We have to use the lensmaker's equation to find the focal length and then the radius.
$$ \frac{1}{f} = \left(\frac{n_2}{n_1}-1\right) \left(\frac{1}{R_1}-\frac{1}{R_2}\right) \Rightarrow R = - 2f \left(\frac{n_2}{n_1}-1\right) $$
where $f=-20$ cm (negative because concave lenses are diverging), $n_1=1$ and $n_2=1.55$. So $R=22$ cm.

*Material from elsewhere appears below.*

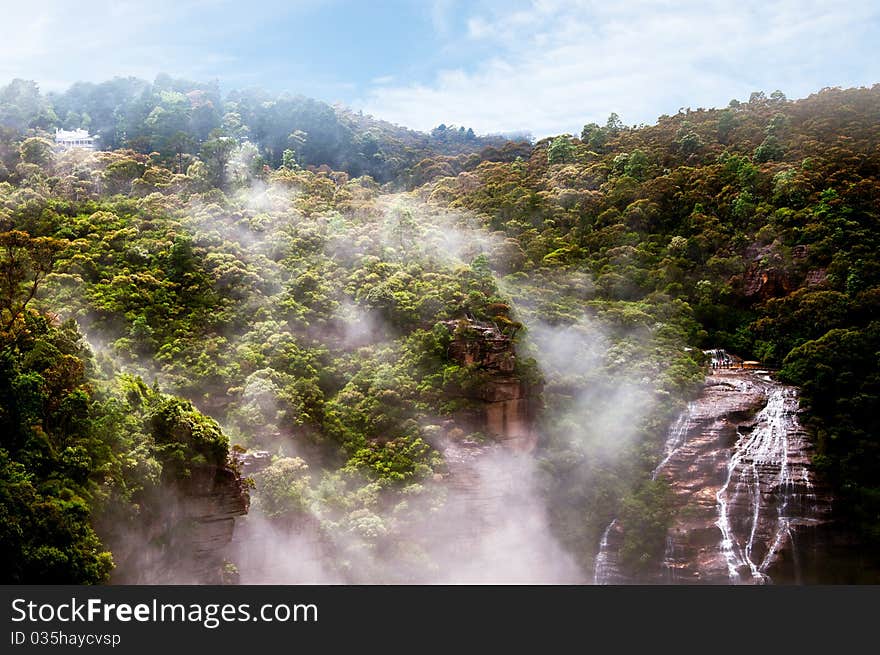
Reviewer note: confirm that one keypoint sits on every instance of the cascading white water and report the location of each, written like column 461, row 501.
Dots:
column 759, row 471
column 602, row 572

===== - Converging lenses =====
Find the location, orientation, and magnification of the image for a 3.0 cm high object at each of the following positions in front of a convex lens of focal length 10.0 cm.\\
a) $d_o=50$ cm \\
b) $d_o=5$ cm \\
c) $d_o=20$ cm.
Use the thin lens equation: $f^{-1} = d_o^{-1} + d_i^{-1}$.

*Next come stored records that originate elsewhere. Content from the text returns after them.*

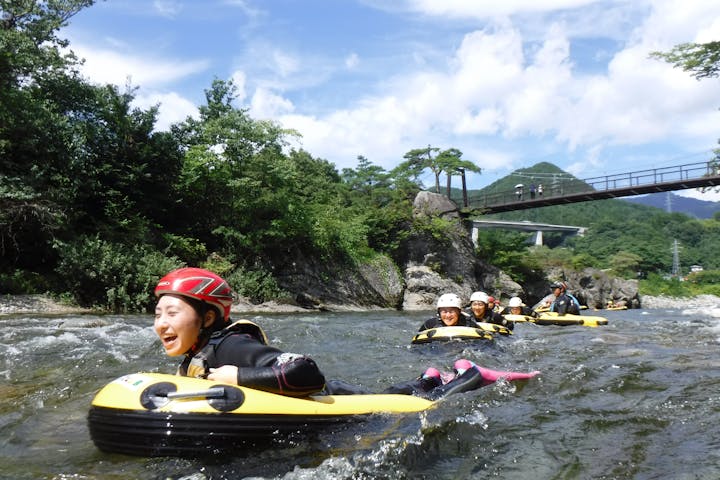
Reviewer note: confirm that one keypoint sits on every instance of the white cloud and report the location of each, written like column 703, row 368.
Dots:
column 167, row 8
column 239, row 79
column 464, row 9
column 265, row 104
column 172, row 108
column 107, row 66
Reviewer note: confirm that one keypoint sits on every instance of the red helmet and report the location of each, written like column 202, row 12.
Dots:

a) Location of the image $d_i = (f^{-1}-d_o^{-1})^{-1} = 1/(1/10-1/50) = 12.5$ cm. Focal length is positive because convex lenses are converging.
Magnification of the image $m=-d_i/d_o = -12.5/50 = -0.25$ which is negative meaning the image is inverted. The orientation of the image is opposite to the object.
Height of the image $h_i = |m| h_o = 0.25\times 3 = 0.75$ cm.
b) Location of the image $d_i = 1/(1/10-1/5) = -10$ cm. Magnification $m=-(-10)/5=+2$. The image is upright. The height of the image $h_i=2\times 3 = 6$ cm.
c) Location of the image $d_i = 1/(1/10-1/20) = 20$ cm. Magnification $m=-20/20=-1$. The image is inverted. The height of the image $h_i=1\times 3 = 3$ cm which is equal to the object.
===== - Ray tracing and the lens equations =====
To project an image of a light bulb on a screen 1.50 m away, you need to choose what type of lens to use (converging or diverging) and its focal length (Figure below). The distance between the lens and the light bulb is fixed at 0.75 m. Also, what is the magnification and orientation of the image?
{{ :courses:phy101:11:11.b.png?nolink&530 |}}
The image must be real. So we choose a converging lens. Ray tracing can be used to prove that converging lenses create real image.
Use thin-lens equation for finding focal length. $f = 1/(1/d_o + 1/d_i) = 1/(1/0.75 + 1/1.5) = 0.5$ m.
Magnification of the image $m = -d_i/d_o = 1.5/0.75 = -2$. So the image will be inverted.
The image is inverted, real and larger than the object.